The world’s forests are under threat. As well as being logged for timber and cleared to make way for agriculture, rising global temperatures are causing more intense wildfires. This year is set to be the hottest on record and has been the worst on record in terms of fires in boreal forests worldwide.
Re-forestation is essential in the fight against climate change and to protect biodiversity, but planting saplings by hand can be slow and labor-intensive.
In recent years, drones have begun to be used to drop seeds onto land deforested by wildfires; a company called Mast Reforestation, formerly DroneSeed, has applied this method in the western United States and beyond, and World Wildlife Fund has used specialized drones to restore rural bushland in Australia. But for a reforest to regrow, dropped seeds have to get into the soil and germinate, and that can be a challenge.

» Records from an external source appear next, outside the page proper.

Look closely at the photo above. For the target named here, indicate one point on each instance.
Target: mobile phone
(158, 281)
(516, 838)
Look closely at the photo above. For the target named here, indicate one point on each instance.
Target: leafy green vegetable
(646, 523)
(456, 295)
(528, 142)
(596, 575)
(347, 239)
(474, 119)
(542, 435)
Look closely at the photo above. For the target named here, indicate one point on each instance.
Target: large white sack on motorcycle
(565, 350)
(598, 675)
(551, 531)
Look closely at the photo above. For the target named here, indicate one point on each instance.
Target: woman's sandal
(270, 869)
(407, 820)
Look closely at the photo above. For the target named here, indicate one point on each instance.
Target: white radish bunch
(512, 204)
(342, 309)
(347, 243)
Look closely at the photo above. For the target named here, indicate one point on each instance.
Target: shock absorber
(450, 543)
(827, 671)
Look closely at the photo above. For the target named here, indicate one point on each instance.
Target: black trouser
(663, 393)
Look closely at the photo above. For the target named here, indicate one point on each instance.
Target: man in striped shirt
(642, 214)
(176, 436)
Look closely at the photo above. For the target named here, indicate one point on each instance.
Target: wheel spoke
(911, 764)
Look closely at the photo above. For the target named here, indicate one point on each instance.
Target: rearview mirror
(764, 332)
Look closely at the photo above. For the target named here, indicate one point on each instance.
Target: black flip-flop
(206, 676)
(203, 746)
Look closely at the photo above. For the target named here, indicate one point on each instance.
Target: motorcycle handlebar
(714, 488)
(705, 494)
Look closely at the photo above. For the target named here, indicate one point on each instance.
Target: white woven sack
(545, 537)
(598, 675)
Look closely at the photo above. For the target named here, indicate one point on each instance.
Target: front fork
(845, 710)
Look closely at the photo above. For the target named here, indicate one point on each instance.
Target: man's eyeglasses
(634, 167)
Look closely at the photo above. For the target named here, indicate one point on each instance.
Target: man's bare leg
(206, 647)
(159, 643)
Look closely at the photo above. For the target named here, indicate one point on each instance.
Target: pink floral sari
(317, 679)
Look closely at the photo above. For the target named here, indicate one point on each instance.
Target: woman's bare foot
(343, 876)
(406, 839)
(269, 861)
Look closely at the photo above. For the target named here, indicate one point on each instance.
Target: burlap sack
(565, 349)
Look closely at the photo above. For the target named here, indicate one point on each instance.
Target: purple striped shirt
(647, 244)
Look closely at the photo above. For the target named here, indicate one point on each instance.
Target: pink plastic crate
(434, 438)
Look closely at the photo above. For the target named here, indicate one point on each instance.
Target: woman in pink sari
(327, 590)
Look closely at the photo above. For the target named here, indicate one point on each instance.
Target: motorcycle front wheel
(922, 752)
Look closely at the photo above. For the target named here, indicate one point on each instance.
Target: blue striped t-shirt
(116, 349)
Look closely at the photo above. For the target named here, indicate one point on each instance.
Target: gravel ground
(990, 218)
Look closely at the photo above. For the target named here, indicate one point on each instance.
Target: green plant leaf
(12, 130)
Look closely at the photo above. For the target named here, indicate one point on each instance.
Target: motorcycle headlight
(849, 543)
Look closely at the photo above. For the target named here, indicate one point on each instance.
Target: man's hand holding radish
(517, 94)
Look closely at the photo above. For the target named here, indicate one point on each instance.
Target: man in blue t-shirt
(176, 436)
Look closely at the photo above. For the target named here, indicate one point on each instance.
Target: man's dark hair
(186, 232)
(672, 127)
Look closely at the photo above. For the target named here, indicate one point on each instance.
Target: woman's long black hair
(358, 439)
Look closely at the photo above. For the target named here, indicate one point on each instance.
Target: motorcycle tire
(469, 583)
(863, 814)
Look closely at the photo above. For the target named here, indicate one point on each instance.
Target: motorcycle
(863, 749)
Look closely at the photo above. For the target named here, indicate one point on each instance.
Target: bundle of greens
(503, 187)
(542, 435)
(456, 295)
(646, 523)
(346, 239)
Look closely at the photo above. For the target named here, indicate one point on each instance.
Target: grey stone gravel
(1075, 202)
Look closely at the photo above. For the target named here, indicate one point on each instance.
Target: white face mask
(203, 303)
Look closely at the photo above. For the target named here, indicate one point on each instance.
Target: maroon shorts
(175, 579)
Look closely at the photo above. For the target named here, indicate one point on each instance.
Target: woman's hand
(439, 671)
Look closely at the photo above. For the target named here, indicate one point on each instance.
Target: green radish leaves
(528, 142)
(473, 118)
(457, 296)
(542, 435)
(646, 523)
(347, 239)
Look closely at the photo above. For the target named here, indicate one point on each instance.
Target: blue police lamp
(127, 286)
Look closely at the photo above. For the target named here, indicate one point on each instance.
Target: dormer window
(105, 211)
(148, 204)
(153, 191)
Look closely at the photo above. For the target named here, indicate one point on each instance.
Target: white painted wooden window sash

Researchers from Morphing Matter Lab at Carnegie Mellon University, in Pennsylvania, might have an answer. Inspired by nature’s own design, the lab has created an “E-seed” carrier that is intended to be dropped by drones and drill into the soil.
But remarkably, the carrier doesn’t need an energy source to drill into the ground – it’s made from a material that “self-drills” in response to rain.
Lab director Lining Yao and her colleagues looked at erodium seeds for inspiration.
The seeds of this genus of plants have a coil-like “drill” that changes shape when wet, using a “tail” to prop itself up and push more effectively into the ground.
The team created a seed carrier based on the same principle, made from white oak wood that naturally responds to changes in humidity. They chemically treated the wood to make it more flexible when wet, as well as softer and denser so it expands more effectively. Erodium has a single tail, but the seed carrier has three, making it easier to drill into soil.
According to research Yao published in the journal Nature, the carrier has an “80% drilling success rate on flat land,” making it more effective than erodium seeds in the same conditions. After the carrier burrows, the seed is protected from animals and the natural elements, improving its chances of germination.
Tailor-made
In August, the design won the Falling Walls breakthrough of the year award — which is given annually to scientific breakthroughs in academic disciplines — in Engineering and Technology.
So far, Morphing Matter has only tested the seed carriers at sites in Pittsburgh and Changxing, China, but Yao says the lab has received interest from venture capitalists and government agencies around the world wanting to use the seed carriers in reforestation projects.
But she notes that specific types of seed carriers must be developed for different locations, to accommodate different soils and humidity levels, amongst other variants.?“We have to tailor the design to local conditions and the seeds of their interest,” explains Yao.
“Desert is very different from the Amazon rainforest and coastal lines around Hawaii.
The partnership has to be very collaborative with local practitioners so we always request them to send seeds and soil for us to validate.”
Providing the technology to projects around the world would require production to be scaled up.
“Most people who reach out want thousands of seeds, they want to grow millions of trees in a year,” says Yao. “I started a small team in the lab to think about mass production strategy, but we definitely want to get more financial and personnel support to make this a larger effort.”
Shu Yang, a professor at the University of Pennsylvania, has been heavily involved in the E-seed carrier project. She says the question of large-scale distribution is an important one.
“You have to look at the efficiency. Right now it is 80% and then once you do a large area, what is the efficiency versus the costs? … Whether people are interested in doing this, I think the success rate is critical.” says Yang.
But in terms of the manufacturing process, Yang believes it will be possible to produce enough carriers to meet demand.
Seed shortage
According to Matthew Aghai, vice president of bio research and development at Mast Reforestation, the e-seed project is a “phenomenal development,” but he adds that for seed distribution to be truly effective, better drones must be made more widely available for reforestation. Typically, with conventional drones, “The technology is not in a place where you can operate with a great degree of control and precision,” he says.
Mast formerly manufactured and used drones for reforestation and still utilizes them in research and development, but doesn’t currently use them in reforestation projects. It also produces millions of seeds annually at the largest seed bank in the western United States, and although it isn’t connected with Morphing Matter Lab, it has consulted with it. Aghai adds that using drones to for reforestation in remote areas requires infrastructure, such as charging stations, which often isn’t available.
But an even bigger challenge could be a shortage of seeds to plant, he says, because storing seeds in banks takes time and seed nurseries need more funding. “There’s actually a broader seed shortage in our industry, a very serious one. That’s the bottleneck for reforesting, not technology.”
Editor’s Note: This story has been updated to clarify Mast Reforestation’s use of drones.